Backpressure from downstream components can be handled by using a FIFO to buffer the data. This stores the data and prevents it from being dropped, allowing the data to be sent to the downstream component once Ready is high.
Conditions to perform a data transfer
Data is transfer when TVALID AND TREADY.
AXI4
AXI is a memory-mapped interface that is composed of five parallel AXI Stream interfaces. It is used for interconnecting components that have memory-mapped (addressable) interfaces (both the masters and slaves are MM interfaces), such as when writing to a CPU memory address space. AXI allows us to specify the memory address, and to read/write from the address. The five parallel AXI Stream channels consist of the following, with the master initiating transactions and the slave responding to those transactions:
- Read Address (AR): From master to slave interface
- Read Data (R): From slave to master interface
- Write Address (AW): From master to slave interface
- Write Data (W): From master to slave interface
- Write Response (B): From slave to master interface.
Each channel, just like an AXI Stream, consists of VALID/READY handshake signals and the payload signals. There are additional signals for the AXI channels compared to typical AXI Streams, such as the specification of a data payload length. The signals for each channel, explanations, and demonstrations on how to do read/write requests can be found here.
AXI Interconnect
The AXI Interconnect block allows us to design multi-master and multi-slave systems. It contains an arbiter that routes data between the master and slave interfaces using simple priorities, a round-robin architecture, or whatever suits the designers needs.
AXI4-Lite
AXI-Lite is similar to AXI, but lacking in burst access capability.
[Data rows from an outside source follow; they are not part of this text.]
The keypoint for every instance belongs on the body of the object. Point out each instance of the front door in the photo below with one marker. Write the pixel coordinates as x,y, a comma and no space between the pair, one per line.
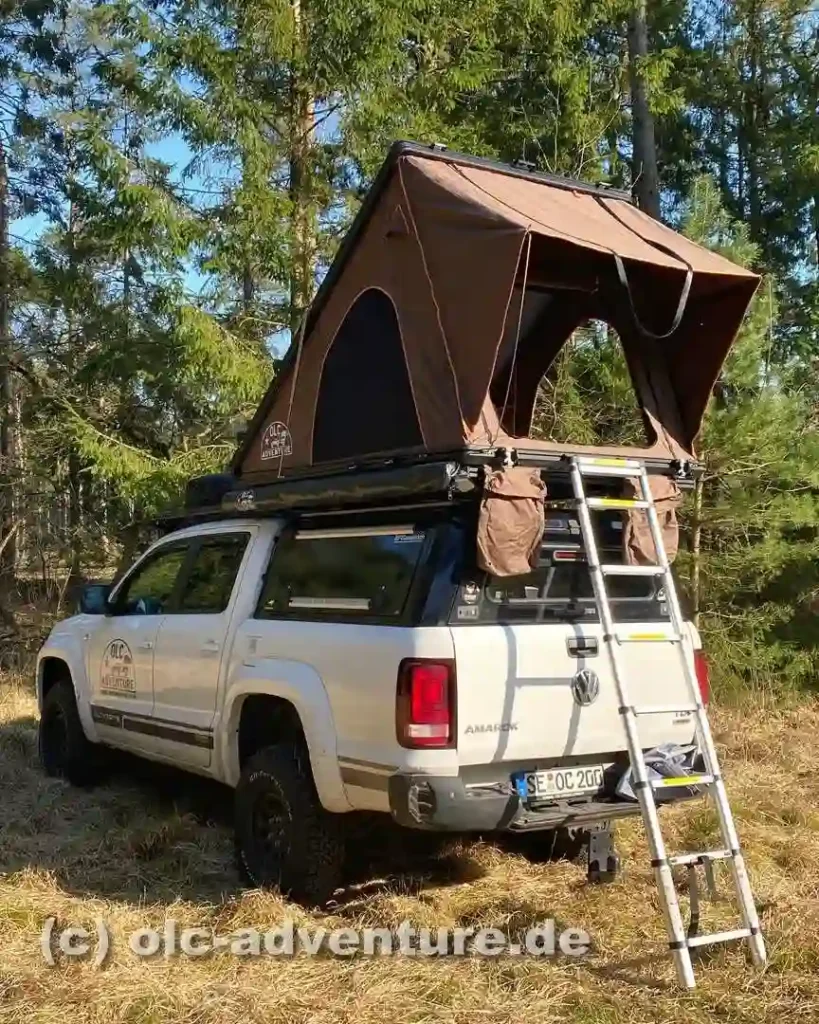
121,648
191,645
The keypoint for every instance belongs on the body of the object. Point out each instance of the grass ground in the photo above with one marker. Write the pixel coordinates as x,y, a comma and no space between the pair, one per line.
151,845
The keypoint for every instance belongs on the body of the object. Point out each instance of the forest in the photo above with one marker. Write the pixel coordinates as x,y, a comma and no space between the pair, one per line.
175,176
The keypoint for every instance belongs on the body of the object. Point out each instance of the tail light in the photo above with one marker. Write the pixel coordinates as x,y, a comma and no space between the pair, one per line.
703,675
425,704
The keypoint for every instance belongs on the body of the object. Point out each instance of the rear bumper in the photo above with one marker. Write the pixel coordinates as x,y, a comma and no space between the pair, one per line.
440,804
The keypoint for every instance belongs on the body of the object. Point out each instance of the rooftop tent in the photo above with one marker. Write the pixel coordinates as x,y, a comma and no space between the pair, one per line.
455,290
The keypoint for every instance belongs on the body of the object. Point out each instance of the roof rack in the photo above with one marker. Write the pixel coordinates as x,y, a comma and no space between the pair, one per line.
424,479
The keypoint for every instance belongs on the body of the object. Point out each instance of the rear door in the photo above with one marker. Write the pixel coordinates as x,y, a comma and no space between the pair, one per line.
534,683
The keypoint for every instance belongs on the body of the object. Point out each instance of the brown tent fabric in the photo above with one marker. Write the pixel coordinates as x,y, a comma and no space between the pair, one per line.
413,343
637,542
511,520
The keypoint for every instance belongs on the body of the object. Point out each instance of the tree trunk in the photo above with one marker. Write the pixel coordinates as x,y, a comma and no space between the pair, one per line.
644,159
75,519
8,556
303,215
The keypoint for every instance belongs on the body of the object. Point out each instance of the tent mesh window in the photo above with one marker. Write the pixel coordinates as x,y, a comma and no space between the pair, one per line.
364,399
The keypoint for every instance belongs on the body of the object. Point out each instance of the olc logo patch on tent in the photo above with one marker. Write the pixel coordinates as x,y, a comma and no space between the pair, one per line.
276,441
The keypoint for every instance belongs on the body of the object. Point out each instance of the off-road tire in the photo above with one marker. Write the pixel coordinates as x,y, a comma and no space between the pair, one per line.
65,750
284,838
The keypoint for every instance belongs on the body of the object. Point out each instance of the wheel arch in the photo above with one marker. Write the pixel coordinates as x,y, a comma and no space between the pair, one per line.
263,710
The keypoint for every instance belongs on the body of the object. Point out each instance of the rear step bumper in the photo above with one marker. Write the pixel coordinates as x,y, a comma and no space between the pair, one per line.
440,804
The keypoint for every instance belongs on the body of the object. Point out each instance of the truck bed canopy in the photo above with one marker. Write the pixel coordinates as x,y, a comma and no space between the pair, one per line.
456,288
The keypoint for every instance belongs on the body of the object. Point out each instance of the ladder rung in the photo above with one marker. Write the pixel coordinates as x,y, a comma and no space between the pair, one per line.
665,710
587,469
695,858
673,781
648,638
632,570
715,937
616,503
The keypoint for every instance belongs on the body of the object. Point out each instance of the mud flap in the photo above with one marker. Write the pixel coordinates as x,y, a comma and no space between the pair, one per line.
604,862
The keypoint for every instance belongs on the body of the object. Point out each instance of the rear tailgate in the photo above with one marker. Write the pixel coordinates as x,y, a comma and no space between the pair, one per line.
525,641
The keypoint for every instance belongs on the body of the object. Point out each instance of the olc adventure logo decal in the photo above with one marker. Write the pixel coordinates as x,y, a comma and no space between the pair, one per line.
276,442
119,678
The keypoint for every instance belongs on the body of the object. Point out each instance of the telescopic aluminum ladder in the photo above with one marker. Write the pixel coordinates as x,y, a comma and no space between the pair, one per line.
681,939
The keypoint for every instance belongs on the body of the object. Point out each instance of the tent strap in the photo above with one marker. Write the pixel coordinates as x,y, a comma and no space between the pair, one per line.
517,336
623,279
428,275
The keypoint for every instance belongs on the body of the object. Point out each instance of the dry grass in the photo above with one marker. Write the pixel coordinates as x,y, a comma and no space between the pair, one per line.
149,845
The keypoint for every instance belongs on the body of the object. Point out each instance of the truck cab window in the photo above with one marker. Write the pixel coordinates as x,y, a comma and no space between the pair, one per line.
210,580
149,590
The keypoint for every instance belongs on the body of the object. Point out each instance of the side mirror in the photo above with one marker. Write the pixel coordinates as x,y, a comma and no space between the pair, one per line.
94,599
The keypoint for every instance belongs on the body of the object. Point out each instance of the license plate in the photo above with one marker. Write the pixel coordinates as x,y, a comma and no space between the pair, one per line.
553,782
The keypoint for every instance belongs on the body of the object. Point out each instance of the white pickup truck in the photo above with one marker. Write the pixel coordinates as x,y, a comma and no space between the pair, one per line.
329,665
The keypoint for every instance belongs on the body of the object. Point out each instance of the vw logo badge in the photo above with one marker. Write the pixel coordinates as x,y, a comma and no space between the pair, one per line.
586,686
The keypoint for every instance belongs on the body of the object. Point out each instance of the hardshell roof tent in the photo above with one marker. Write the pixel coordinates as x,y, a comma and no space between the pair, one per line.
456,288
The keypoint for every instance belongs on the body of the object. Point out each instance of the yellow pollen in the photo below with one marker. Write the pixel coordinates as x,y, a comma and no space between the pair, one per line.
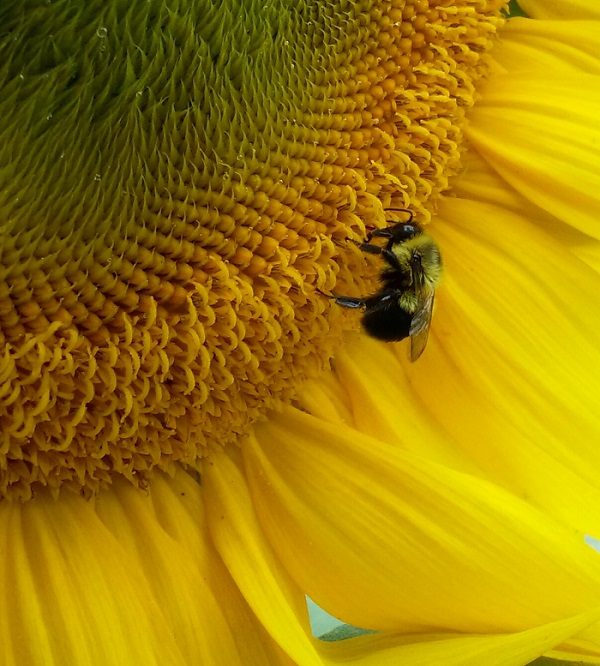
177,185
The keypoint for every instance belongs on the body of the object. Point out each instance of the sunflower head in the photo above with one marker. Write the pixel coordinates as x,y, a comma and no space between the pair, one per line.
177,187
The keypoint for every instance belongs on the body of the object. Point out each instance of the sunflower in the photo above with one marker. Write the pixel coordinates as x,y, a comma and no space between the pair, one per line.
193,437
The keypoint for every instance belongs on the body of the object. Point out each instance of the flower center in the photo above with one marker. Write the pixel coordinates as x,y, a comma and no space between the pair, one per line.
177,188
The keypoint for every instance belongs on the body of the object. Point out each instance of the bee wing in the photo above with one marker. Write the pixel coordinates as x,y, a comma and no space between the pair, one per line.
419,327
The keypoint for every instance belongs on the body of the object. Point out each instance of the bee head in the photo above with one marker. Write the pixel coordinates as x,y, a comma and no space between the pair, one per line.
420,260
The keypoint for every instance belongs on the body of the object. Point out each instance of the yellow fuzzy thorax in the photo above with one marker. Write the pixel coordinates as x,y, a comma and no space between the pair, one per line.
176,182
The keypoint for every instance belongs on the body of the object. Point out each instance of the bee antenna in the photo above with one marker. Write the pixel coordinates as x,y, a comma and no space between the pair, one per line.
324,294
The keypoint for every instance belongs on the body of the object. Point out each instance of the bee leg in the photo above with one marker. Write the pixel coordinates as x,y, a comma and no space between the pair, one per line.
379,233
349,301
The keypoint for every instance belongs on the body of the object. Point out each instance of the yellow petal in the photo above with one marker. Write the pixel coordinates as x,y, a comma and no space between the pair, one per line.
542,137
511,378
492,650
561,9
390,540
73,594
552,46
127,579
166,531
276,601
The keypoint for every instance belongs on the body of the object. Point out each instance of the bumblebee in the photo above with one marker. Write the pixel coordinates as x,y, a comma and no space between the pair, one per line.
403,306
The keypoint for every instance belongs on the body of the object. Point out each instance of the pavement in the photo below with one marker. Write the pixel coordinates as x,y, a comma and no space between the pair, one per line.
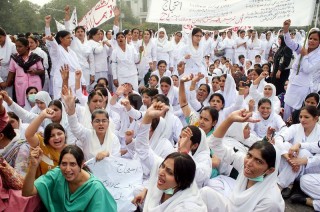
296,207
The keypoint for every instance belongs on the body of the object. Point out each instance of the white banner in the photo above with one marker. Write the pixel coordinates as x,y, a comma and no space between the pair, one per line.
121,177
232,12
60,26
73,20
99,14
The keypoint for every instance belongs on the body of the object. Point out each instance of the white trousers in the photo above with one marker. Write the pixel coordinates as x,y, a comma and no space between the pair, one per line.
310,185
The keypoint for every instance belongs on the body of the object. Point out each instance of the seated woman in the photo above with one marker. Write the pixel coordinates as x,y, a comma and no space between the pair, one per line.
51,143
67,187
256,186
99,140
312,99
10,141
17,125
294,165
25,70
216,101
268,119
171,184
268,92
30,100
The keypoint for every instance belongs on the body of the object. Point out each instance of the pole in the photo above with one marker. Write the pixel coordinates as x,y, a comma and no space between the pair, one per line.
317,14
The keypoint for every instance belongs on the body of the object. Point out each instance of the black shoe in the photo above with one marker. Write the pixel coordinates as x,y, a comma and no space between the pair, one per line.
286,193
298,199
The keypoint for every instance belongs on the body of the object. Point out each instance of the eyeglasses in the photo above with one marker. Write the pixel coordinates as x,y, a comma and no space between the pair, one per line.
98,121
198,36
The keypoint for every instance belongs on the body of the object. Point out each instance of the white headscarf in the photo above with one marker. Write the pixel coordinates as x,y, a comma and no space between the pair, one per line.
6,54
243,199
157,140
171,93
230,92
163,42
189,198
44,97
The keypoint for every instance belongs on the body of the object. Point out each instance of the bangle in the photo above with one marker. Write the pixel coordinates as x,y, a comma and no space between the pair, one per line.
184,105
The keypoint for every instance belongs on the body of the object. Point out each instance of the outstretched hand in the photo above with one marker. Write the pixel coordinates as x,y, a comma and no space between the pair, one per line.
242,116
187,78
156,110
68,99
64,71
286,25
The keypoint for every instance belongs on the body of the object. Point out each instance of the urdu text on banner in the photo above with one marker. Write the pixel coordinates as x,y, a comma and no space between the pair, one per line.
99,14
232,12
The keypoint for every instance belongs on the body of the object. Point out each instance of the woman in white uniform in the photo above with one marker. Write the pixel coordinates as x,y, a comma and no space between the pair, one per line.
124,58
7,48
170,187
256,186
295,163
61,54
301,77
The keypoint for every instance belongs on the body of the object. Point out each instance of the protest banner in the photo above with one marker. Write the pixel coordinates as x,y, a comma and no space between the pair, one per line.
121,177
232,12
73,20
60,26
99,14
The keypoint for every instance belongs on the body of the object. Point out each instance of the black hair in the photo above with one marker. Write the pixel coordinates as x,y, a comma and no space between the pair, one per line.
162,61
92,94
184,169
166,80
161,98
196,30
258,70
268,152
155,123
135,101
92,32
120,33
196,134
8,132
75,151
312,110
155,76
264,100
314,32
102,90
314,95
79,27
2,32
150,91
30,88
104,79
48,130
126,32
213,112
56,103
13,116
24,41
61,34
207,87
220,97
135,29
99,111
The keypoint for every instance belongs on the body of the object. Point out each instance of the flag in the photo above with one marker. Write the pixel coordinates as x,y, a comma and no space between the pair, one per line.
73,20
59,26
It has a simpler interface than the full AXI interface.
What is a burst?
Burst mode is a generic electronics term referring to any situation in which a device is transmitting data repeatedly without going through all the steps required to transmit each piece of data in a separate transaction. The initial overhead or delay due to processes such as accessing the memory only occur once, hence increasing data throughput, and latency of subsequent data transfers.
From AMD documentation: Bursting is an optimization that tries to intelligently aggregate your memory accesses to the DDR to maximize the throughput bandwidth and/or minimize the latency. The burst feature of the AXI4 protocol improves the throughput of the load-store functions by reading/writing chunks of data to or from the global memory in a single request.
AXI DMA
Unlike AXI which interfaces memory-mapped masters to memory-mapped slaves, AXI DMA is either:
- MM2S (memory-mapped to stream): Transports data from DDR memory to FPGA
- S2MM (stream to memory-mapped): Transports arbitrary data stream to DDR memory.
DMA is a scheme where the CPU or PS (Programmable System) requests the DMA controller to move data to/from the DRAM. This means that the CPU must only issue a few commands to start this process, instead of manually writing each and every byte.